Hi does anybody have any good recommendations for good comedies on blu-ray to add to the collection! I have a few already but looking for some good ones that I haven't seen.


----------



## Dale Rasco (Apr 11, 2009)

Well I personally like 'Paul' quite a bit and I also found movies like 'The Other Guys' and 'Hot Fuzz' to be extremely enjoyable on Bluray as the action scenes really shine!


----------



## eugovector (Sep 4, 2006)

Hott Fuzz has great sound.


----------



## Ares (Nov 23, 2009)

Here's a small list.



Office Space
Clerks
The 40 year old virgin
Pineapple Express
Wedding Crashers


----------



## Sonnie (Apr 11, 2006)

Are there any particular type comedies you are looking for?

I am not much on comedies, but do have a few older favorites like *O Brother, Where Art Thou?*, *Trading Places* and *Forrest Gump*.


----------



## Dale Rasco (Apr 11, 2009)

I can't wait for "Oh Brother Where Art Thou" on the 13th!


----------



## GranteedEV (Aug 8, 2010)

The funniest movie i've seen on blu ray lately, was Boondock Saints II :rofl2:


----------



## turtle101 (Jul 25, 2011)

Well I already have Paul I really enjoyed that, the only one I haven't watched from that list was clerks so I'll have to check that out, I love the Apatow comedies and anything with Jason Bateman is great!


----------



## Dale Rasco (Apr 11, 2009)

I've been watching 'Tucker and Dale VS Evil' this weekend on the AppleTV and can't wait for that one to hit Blu-Ray in November!

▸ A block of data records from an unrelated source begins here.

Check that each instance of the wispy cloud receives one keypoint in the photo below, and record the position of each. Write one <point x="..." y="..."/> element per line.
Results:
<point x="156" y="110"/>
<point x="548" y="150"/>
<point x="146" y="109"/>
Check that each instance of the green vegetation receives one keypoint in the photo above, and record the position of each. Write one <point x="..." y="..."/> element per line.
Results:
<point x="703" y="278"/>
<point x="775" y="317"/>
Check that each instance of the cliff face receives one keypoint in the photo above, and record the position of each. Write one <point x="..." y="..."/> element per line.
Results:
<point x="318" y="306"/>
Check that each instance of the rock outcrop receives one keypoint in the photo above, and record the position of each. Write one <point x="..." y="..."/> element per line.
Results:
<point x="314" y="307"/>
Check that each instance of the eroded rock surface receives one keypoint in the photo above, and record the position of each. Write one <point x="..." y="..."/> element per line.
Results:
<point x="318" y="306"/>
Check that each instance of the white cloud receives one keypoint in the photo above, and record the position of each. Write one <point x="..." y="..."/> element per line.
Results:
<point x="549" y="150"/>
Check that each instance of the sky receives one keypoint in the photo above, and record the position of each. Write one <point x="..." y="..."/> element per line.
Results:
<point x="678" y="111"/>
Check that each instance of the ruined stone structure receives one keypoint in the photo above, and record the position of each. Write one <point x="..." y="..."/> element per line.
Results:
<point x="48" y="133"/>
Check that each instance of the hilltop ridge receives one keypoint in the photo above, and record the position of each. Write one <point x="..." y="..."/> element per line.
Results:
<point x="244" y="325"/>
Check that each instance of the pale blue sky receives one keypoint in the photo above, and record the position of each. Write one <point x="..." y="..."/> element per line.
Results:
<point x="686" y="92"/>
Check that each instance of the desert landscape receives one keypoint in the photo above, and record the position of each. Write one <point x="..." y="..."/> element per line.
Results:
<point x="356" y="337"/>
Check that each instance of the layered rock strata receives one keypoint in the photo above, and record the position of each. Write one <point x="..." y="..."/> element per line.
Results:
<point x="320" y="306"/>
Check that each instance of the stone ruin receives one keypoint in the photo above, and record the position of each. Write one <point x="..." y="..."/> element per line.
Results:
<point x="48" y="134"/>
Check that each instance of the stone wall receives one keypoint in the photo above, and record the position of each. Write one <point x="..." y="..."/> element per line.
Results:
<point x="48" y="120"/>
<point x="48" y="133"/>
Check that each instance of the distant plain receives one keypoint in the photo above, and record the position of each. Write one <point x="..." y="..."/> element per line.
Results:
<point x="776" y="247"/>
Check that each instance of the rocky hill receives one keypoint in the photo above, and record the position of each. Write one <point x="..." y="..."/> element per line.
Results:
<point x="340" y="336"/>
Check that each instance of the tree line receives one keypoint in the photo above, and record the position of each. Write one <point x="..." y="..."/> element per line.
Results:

Hilarious!


----------



## robbo266317 (Sep 22, 2008)

turtle101 said:


> Well I already have Paul I really enjoyed that, the only one I haven't watched from that list was clerks so I'll have to check that out, I love the Apatow comedies and anything with Jason Bateman is great!


I don't know if it's on Blu Ray but I like Clerks II The opening sequence is great.

Again, I don't know if these are on Blu Ray yet. Any of the Coen Brothers are great. Burn after Reading, No Country for Old Men and of course Fargo.

Cheers,
Bill.


----------



## turtle101 (Jul 25, 2011)

Hi yea i'm a big coen brothers fan the only one I haven't seen is A serious man is that a good one?


----------